Non lo chieda a me. “Un tempo la politica ruotava attorno a personalità come Enrico Berlinguer e Aldo Moro. Massimo D’Alema non spicca per simpatia ma rimane un fuoriclasse. Oggi nel Pd c’è un’enorme questione morale. Ha visto che è successo a Lodi?”. Un sindaco si ritrova dietro le sbarre per una gara da 5mila euro: non sarebbe meglio aspettare le condanne? “Mi conosce, sa come la penso. La carcerazione preventiva dovrebbe essere extrema ratio”. Eppure, quando il giorno successivo al nostro incontro il Pd porta il caso al Csm giudicando l’arresto una misura abnorme, Morosini, insieme agli altri eletti di Area, insorge in una nota: “Parole inaccettabili. Un’indebita interferenza sull’autonomia e la serenità dei magistrati”. Tornando alla nostra conversazione, Morosini rincara: “Il principale partito di governo è investito dalle inchieste, pure in Campania.
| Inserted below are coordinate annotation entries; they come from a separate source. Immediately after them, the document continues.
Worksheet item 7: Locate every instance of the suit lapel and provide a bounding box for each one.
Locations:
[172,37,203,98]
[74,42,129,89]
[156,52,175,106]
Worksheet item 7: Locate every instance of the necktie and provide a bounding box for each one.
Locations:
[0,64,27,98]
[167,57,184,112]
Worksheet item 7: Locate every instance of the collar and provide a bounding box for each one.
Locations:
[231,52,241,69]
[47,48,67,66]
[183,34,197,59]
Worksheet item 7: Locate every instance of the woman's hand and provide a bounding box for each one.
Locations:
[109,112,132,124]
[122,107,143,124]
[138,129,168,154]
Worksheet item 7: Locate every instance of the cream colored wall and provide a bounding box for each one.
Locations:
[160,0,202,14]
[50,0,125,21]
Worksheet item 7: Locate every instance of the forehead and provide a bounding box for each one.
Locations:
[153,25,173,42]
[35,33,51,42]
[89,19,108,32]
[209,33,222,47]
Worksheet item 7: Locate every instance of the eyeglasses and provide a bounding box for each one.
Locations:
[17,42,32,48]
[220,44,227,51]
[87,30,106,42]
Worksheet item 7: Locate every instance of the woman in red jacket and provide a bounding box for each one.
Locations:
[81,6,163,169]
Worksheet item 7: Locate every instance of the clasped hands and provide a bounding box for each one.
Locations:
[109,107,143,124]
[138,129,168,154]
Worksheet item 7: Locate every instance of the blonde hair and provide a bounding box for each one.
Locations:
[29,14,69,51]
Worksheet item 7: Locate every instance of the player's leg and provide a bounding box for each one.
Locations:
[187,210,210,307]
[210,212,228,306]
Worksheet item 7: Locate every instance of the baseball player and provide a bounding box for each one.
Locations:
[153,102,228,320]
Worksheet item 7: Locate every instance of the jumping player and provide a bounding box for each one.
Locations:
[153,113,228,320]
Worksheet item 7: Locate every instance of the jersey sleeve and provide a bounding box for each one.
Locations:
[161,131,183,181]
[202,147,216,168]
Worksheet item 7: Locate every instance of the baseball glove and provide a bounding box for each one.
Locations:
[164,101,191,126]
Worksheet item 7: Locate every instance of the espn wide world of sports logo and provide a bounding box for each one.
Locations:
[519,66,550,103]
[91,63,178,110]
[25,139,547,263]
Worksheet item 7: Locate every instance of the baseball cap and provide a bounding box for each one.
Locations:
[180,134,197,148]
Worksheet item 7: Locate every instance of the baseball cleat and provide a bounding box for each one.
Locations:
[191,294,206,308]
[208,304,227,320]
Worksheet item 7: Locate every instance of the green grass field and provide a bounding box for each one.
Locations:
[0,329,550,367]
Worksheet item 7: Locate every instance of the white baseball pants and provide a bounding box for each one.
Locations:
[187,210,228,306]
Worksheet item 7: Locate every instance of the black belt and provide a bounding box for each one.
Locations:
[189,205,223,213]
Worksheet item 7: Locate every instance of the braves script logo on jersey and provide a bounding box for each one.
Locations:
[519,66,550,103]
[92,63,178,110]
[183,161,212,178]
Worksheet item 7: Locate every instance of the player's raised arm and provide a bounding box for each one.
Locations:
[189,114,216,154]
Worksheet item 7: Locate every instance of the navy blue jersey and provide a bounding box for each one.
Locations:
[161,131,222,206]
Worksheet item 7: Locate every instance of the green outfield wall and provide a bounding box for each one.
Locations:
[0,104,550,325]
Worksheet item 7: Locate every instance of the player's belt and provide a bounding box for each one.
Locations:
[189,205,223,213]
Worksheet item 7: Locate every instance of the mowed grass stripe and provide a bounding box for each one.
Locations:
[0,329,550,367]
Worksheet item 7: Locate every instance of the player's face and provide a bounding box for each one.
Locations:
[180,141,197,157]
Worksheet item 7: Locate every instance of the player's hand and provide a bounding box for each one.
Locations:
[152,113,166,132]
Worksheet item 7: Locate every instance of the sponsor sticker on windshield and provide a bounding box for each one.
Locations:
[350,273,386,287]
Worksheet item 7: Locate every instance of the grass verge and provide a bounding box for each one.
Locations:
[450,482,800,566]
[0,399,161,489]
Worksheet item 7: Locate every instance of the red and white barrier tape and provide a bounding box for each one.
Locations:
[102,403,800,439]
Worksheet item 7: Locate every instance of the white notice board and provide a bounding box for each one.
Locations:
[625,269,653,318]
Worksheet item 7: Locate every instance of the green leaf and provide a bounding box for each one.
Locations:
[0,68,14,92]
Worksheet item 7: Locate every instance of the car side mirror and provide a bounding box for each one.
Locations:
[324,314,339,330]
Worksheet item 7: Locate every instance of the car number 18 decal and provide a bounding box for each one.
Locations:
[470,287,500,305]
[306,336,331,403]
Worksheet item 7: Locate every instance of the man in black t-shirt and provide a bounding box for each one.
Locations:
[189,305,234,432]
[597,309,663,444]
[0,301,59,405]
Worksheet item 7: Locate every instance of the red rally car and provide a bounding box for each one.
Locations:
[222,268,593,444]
Io vengo dall’Emilia Romagna dove le reti corruttive tra burocrazia amministrava e imprenditori sono state occupate da ‘ndranghetisti e camorristi”.

 

La moralità può essere monopolio di un partito o di una categoria professionale? “Non dico questo. Io ci metto dentro tutta la classe dirigente italiana, inclusi i magistrati”. La sensazione, dottor Morosini, al termine della nostra “seduta”, è che una parte della magistratura, certi magistrati, siano fortemente politicizzati. Anche questo è un pericolo per la democrazia. “Gliel’ho detto: qui tutto è politica. Io volevo questo incarico perché per uno come me, che ha sempre fatto politica associativa, è un coronamento. Ma non vedo l’ora di tornare a fare il giudice”. Intanto, nell’attesa, Morosini scalda i motori per il tour referendario. Lei, antiberlusconiano com’è, condurrà una battaglia fianco a fianco con Berlusconi. “Io lotto non con Berlusconi, ma per la Costituzione”.